Budget 2013: The domino theory of deficit reduction
- 14 March 2013
- From the section Business
Talk about lowering expectations. The Treasury really wants you to expect a boring Budget next week, and in one crucial respect, I think it probably will be: the chancellor is not going to stand up and announce that he's decided Ed Balls was right all along.
Borrowing over the next few years is likely to be higher. And the growth forecasts a bit lower. But there will be no big change of direction. Though, behind the scenes at least, I have been struck by a significant change of tone.
When officials and ministers used to make the case against Plan B, they used to talk about the financial markets.
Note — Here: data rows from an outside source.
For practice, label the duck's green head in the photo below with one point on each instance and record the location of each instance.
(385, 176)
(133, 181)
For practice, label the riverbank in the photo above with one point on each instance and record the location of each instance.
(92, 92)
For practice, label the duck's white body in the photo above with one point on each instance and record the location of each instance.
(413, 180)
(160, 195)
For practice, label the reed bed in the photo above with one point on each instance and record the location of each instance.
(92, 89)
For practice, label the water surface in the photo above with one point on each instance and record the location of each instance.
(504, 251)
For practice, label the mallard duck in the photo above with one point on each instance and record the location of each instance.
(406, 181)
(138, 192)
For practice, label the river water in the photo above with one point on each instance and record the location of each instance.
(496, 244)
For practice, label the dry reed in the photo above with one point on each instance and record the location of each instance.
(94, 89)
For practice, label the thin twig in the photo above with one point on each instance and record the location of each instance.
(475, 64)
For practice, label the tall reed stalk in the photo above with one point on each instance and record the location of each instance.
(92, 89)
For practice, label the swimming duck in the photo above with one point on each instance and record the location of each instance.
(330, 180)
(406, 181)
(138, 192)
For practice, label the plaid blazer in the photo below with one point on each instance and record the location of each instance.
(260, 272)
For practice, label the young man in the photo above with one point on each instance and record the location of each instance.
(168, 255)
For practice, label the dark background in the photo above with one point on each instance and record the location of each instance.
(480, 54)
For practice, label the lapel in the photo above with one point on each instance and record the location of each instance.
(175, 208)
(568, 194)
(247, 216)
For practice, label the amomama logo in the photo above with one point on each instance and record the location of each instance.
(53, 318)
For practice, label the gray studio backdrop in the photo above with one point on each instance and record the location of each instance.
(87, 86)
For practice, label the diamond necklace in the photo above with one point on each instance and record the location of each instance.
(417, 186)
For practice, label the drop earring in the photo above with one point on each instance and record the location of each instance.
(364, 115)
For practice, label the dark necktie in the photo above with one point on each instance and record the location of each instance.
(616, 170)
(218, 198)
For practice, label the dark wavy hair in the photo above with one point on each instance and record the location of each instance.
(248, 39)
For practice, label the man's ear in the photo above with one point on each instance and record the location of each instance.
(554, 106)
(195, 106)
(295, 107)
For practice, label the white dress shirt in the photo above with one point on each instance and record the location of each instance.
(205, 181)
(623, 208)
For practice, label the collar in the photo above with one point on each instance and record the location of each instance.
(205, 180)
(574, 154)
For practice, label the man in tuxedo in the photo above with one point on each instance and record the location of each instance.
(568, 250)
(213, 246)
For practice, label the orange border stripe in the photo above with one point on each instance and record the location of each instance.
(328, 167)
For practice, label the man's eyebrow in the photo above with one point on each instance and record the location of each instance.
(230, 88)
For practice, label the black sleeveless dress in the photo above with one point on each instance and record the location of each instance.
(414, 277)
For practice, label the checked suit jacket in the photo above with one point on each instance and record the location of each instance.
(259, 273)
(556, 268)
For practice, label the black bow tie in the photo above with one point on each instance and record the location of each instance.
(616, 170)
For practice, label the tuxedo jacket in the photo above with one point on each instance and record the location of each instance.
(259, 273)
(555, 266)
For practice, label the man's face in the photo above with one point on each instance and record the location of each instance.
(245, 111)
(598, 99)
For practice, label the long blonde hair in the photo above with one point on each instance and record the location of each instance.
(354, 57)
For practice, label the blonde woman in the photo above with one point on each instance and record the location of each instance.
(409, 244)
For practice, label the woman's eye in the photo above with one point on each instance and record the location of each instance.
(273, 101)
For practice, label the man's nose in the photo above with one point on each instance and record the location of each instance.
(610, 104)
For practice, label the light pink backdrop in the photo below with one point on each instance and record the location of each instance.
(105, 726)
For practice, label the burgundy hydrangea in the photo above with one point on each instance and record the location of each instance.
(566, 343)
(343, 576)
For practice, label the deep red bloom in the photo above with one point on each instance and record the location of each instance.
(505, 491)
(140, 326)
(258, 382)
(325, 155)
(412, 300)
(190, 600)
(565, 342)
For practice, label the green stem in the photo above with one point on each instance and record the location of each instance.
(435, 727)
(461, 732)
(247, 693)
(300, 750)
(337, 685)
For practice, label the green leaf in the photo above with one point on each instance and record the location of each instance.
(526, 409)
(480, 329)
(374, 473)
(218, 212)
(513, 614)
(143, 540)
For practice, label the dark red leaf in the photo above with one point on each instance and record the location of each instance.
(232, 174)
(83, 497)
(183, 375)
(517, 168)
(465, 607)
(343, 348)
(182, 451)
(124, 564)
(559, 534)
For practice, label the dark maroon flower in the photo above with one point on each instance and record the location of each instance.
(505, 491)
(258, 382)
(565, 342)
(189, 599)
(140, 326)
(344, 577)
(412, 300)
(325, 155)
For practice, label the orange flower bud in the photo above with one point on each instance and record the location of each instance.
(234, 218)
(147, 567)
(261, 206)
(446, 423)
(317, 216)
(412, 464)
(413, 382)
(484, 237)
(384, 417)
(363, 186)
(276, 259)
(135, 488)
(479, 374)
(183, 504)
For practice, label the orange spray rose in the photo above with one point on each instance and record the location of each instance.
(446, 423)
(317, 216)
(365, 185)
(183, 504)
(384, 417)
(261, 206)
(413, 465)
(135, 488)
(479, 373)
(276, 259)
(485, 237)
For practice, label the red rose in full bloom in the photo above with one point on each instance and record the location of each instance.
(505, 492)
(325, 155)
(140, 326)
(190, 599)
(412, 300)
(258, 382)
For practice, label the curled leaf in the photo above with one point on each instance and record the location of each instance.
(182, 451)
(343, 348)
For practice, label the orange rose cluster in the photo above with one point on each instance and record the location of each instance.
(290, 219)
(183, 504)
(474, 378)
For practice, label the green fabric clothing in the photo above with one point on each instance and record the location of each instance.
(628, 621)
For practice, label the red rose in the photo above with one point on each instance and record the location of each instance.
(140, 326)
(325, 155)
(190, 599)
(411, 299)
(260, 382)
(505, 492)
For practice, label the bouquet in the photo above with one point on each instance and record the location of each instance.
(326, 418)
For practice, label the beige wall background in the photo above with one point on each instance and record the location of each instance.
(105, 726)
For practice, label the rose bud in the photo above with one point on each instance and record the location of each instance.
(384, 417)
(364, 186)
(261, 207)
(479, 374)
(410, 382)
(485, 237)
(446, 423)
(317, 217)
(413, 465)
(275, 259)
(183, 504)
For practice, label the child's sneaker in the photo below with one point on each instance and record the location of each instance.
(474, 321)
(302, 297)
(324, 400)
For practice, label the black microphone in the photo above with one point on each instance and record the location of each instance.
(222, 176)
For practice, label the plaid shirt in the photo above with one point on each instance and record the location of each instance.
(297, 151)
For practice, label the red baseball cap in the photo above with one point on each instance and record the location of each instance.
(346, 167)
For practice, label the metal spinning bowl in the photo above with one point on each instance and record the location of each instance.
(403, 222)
Now they talk mostly about the politics of a reversal - and what a change of plan would do to the internal dynamics of the coalition.
Call it the domino theory of deficit reduction: if you let one piece of the programme slip, George Osborne is convinced that the rest of it will start to tumble as well. The moment you reverse one tough decision, every minister will start to think the tough choices in his or her department can be revisited as well. And the public will decide this supposedly tough-minded government has got no spine.
The Treasury has had this mindset since the start of the parliament. It might not have covered itself in glory during the Gordon Brown years, but now the informal motto of its senior officials is "to hold the line against fiscal flakes".
What's interesting is that political folk from Number 10 and Number 11 are increasingly talking the same way, rather than focusing on the City, parts of which are starting to sound a bit "flaky" as well.
You are now hearing respected city economists such as Michael Saunders, who supported Mr Osborne in 2010, suggest that a modest increase in capital spending might be a net positive for the economy, even if it did raise borrowing. We have heard similar arguments from inside the IMF.
There are still plenty of city economists who would disagree. They say it would take quite a big increase in capital spending to make a difference to the economy.
You have to think this would have a massive effect on growth to think it would not have a big effect on borrowing and future debt.
That is probably why business groups such as the CBI and the British Chambers of Commerce are still cautious on the subject. But senior folk I have spoken to from at least two of the major ratings agencies do not seem to think a modest increase in borrowing, linked to higher investment, would be a major problem.
So, you might say that the largest obstacle in the way of Mr Osborne announcing an even slower deficit reduction plan next week isn't the financial market, but the chancellor's lack of confidence in his own side.
In effect, he doesn't think MPs will be able to tell the difference between a targeted stimulus and a free-for-all. And who knows, he might be right.
That doesn't really mean he's forgotten about the financial markets.
He's just mindful that, in the current climate, the ratings agencies themselves are starting to focus as much on the politics of the government's strategy as the economics.
Moody's, for example, said doubts about the political sustainability of future cuts were a big factor that might lead them to downgrade the UK's credit rating even further.
Labour, and many Liberal Democrats, think the argument goes the other way. They think it's the lack of growth (and lack of flexibility in the timetable for borrowing) that will make the programme politically unsustainable, not any lack of fortitude on the part of the chancellor.
But Mr Osborne is credited with being a very impressive political strategist. And that is how he sees it. Which is why next week's Budget will indeed be a bit dull.
It will be full of announcements about the supply side of the economy. And peppered with talk of accelerating private infrastructure projects and making it easier for first-time buyers to get a mortgage.
Mr Osborne will also have to announce that he will be borrowing a bit more, between now and the election, than the OBR suggested in December, and at least £65bn more than he expected in June 2010.
But that is as far from Plan A as he seems willing to go.